Remembering Who Benefitted
Laskaridis stresses the importance of understanding that those who created the Euro-crisis made millions, if not billions, in the process. This includes vulture funds, finance and privatization profiteers who bought state assets at fire sale prices.
Even the bailouts themselves, she writes, were a mechanism for profiteering. The Euro institutions lent money to private banks cheaply in order that those banks could lend to Greece and other countries at much higher rates. A great deal of the bailout money, as a result, went right into private banks. As this report in 2013 made clear, “49% [of the Greek bailout of €206 billion] went straight back to the creditors and 28% was used to bailout (recapitalize) the Greek banks."
In other words, the very institutions that gave money to the private banks, which those banks used to escalate the crisis, could have done the reverse. Instead, the banking sector and its neoliberal partner institutions used the crisis to further their wealth and power, forcing through austerity policies that created a framework in which national governments had no choice but to make drastic public cuts. Meanwhile, Laskaridis's report reveals that national governments accepting the Troika consensus were all too often happy to go along with the push toward privatization.
The holistic description of this attack on democracy, and the societal devastation it created, opens up the question: how was it all allowed to happen? Laskaridis answers this, in part, by looking at the ways that popular dissent and protest were quelled by widespread police crackdown.
Additionally, she explains that austerity policies relied on a corporate merger of media, government and public institutions – and that the crisis of the last decade is still being used as an excuse by economic elite to force down more of the same "medicine" on populations, even if that medicine is the same poison that caused the condition.
And yet, with its focus on Greece, the report offers hope and alternatives. The crisis has not just bred fascism, maintains Laskaridis, but progressive counter movements as well. These include doctor-run community health clinics, worker takeovers of factories, people's assemblies, pan-European Blockupy actions against the ECB in Frankfurt, and other movements that have joined around the basic idea, “Don’t owe: won’t pay.”

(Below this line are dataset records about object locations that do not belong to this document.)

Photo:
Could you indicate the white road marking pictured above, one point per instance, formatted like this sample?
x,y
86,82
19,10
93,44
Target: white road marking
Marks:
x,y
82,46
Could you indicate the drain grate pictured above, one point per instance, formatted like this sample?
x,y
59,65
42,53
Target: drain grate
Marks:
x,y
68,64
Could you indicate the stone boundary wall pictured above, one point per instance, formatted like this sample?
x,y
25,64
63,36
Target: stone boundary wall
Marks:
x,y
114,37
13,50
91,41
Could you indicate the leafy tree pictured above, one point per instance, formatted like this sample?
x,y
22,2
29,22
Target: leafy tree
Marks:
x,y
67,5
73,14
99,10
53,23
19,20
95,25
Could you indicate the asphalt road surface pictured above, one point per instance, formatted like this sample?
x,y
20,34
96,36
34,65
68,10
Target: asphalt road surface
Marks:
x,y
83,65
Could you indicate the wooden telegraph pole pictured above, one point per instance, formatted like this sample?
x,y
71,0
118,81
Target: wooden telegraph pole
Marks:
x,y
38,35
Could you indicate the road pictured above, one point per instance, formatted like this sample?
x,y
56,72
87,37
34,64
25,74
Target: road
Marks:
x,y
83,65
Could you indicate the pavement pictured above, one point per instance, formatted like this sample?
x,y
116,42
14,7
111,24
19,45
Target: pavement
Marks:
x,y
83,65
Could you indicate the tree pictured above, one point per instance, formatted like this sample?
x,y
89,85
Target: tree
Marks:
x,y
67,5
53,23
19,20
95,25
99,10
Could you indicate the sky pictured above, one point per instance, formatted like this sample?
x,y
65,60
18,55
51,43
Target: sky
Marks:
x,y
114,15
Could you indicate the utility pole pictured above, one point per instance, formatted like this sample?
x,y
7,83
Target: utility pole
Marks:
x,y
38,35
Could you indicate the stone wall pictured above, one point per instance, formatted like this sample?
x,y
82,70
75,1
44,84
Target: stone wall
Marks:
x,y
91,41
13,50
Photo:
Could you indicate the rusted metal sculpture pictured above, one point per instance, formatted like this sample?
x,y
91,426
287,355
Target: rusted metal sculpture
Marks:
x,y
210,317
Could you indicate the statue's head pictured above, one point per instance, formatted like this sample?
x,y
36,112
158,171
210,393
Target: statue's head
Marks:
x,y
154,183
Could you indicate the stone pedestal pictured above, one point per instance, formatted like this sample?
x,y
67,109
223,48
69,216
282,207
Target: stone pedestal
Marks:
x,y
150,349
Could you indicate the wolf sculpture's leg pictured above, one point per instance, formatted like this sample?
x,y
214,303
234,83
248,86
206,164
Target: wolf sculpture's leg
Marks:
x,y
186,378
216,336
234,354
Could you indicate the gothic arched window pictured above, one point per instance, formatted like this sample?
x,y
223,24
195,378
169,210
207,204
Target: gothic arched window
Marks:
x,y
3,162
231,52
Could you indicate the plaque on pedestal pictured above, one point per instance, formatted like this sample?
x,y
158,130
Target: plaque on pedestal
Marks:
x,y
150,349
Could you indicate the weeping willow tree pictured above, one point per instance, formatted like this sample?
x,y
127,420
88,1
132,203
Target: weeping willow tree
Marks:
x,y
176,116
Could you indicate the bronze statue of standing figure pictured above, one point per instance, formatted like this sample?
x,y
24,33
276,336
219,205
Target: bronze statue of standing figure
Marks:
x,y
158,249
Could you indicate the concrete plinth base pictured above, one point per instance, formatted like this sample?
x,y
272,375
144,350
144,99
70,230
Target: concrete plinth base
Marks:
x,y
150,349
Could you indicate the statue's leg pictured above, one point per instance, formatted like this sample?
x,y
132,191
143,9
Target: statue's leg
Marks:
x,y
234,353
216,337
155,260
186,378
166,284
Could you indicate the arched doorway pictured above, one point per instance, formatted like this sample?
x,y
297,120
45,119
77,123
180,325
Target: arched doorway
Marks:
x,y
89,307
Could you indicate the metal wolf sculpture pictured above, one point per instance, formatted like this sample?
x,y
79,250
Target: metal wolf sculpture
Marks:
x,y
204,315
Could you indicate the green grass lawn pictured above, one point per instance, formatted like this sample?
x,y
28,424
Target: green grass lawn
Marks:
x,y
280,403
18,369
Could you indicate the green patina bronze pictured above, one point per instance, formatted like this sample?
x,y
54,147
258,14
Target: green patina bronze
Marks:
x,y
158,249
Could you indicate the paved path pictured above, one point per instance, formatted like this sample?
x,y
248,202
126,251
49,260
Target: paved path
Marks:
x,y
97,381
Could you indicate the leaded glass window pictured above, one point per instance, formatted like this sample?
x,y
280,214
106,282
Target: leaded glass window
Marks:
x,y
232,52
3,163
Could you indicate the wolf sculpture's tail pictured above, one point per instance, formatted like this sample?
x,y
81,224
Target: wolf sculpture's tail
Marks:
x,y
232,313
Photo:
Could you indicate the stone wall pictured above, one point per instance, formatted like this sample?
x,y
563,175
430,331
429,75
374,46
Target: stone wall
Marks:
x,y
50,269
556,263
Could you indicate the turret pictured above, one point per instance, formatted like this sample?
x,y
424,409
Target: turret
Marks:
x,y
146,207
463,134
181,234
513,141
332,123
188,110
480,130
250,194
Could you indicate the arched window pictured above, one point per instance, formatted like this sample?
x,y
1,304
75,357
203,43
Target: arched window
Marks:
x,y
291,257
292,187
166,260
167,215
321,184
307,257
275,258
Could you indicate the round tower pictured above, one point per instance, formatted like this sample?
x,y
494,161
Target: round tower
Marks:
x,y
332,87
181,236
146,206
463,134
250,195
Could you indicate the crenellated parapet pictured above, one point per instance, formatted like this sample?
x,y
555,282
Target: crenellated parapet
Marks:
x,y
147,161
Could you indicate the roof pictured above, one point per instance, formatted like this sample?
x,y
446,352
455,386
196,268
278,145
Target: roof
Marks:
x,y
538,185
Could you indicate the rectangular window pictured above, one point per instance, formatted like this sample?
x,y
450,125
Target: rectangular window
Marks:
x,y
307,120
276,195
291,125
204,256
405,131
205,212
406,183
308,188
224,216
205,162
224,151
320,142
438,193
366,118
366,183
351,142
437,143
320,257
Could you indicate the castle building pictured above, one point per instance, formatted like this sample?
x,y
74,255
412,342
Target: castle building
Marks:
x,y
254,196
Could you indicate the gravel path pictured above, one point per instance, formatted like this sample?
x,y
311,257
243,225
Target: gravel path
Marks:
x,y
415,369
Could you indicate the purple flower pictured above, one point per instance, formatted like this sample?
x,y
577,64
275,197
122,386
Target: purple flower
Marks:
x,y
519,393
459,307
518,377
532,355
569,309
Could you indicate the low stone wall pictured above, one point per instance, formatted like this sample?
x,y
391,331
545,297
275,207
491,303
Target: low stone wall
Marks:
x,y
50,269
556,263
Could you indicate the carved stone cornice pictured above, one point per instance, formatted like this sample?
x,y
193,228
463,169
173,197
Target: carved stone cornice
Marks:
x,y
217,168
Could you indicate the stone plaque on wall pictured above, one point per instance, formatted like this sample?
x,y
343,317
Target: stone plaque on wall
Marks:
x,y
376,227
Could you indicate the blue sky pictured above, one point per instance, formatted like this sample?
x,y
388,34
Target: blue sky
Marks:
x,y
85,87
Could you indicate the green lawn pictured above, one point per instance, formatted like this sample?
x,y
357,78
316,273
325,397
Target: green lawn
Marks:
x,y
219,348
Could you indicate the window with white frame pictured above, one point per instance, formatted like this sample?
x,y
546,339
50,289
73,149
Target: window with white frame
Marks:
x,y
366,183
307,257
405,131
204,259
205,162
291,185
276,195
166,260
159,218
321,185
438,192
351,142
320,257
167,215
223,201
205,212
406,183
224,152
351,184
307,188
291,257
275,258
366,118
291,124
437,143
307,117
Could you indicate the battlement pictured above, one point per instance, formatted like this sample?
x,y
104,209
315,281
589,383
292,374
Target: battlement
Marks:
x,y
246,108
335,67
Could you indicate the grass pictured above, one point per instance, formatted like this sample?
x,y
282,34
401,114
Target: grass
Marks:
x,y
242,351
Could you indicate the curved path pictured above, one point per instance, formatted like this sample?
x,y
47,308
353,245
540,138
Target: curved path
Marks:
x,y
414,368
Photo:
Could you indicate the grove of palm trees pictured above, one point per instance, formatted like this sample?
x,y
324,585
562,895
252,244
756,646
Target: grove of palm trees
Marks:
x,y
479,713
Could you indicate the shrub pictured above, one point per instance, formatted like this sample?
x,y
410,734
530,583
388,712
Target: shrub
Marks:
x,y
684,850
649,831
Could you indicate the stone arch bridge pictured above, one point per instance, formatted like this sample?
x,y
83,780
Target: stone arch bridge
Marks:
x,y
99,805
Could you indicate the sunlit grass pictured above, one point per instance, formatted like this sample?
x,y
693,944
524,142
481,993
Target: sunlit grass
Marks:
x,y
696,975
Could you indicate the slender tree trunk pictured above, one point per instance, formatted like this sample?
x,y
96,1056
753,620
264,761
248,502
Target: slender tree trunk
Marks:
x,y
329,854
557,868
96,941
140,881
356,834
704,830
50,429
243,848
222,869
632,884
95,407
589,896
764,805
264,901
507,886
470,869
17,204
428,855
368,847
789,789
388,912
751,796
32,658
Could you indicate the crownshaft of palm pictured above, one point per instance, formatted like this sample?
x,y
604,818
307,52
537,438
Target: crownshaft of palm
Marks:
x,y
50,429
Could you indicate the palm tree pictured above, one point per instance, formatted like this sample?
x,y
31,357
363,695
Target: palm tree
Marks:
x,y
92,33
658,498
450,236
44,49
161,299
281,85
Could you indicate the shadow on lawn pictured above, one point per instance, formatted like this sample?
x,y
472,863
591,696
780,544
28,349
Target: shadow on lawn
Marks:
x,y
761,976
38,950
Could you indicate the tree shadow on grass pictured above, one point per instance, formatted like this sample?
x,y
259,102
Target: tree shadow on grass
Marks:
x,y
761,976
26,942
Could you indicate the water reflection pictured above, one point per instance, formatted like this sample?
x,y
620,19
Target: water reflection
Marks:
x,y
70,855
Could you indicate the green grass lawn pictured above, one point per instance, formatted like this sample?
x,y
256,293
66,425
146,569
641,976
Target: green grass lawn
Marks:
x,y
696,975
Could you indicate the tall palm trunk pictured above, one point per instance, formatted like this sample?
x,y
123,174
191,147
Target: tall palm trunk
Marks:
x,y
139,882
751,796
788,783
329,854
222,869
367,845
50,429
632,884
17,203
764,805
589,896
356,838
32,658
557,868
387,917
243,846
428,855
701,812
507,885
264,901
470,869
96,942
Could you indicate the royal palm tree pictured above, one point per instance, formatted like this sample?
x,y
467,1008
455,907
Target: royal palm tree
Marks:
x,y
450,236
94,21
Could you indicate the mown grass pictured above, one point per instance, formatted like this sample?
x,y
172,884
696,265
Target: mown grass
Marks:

This sentiment leads into the report's final section on debt audits: a tool to challenge the debt narrative and mobilize people around the concept that debts themselves are illegitimate. Laskaridis begins this section with a quote from Strike Debt's "Debt Resistor's Operations Manual":
“There is strength in numbers. Individually our debts overwhelm us; collectively our debts can overwhelm the system. There are ways of fighting back and reclaiming our lives and our communities from the current state of affairs. We are not looking for debt ‘forgiveness’; what we seek is the abolition of debt profiteering and its replacement by a society that nurtures the common good.”
It is noteworthy that American campaigns against debt have focused on private debt, whereas European campaigns focus primarily on public debt. Taken together, Laskaridis shows how resistance movements on either side of the Atlantic are challenging debt as a fundamental way to reclaim sovereignty and reassert democracy.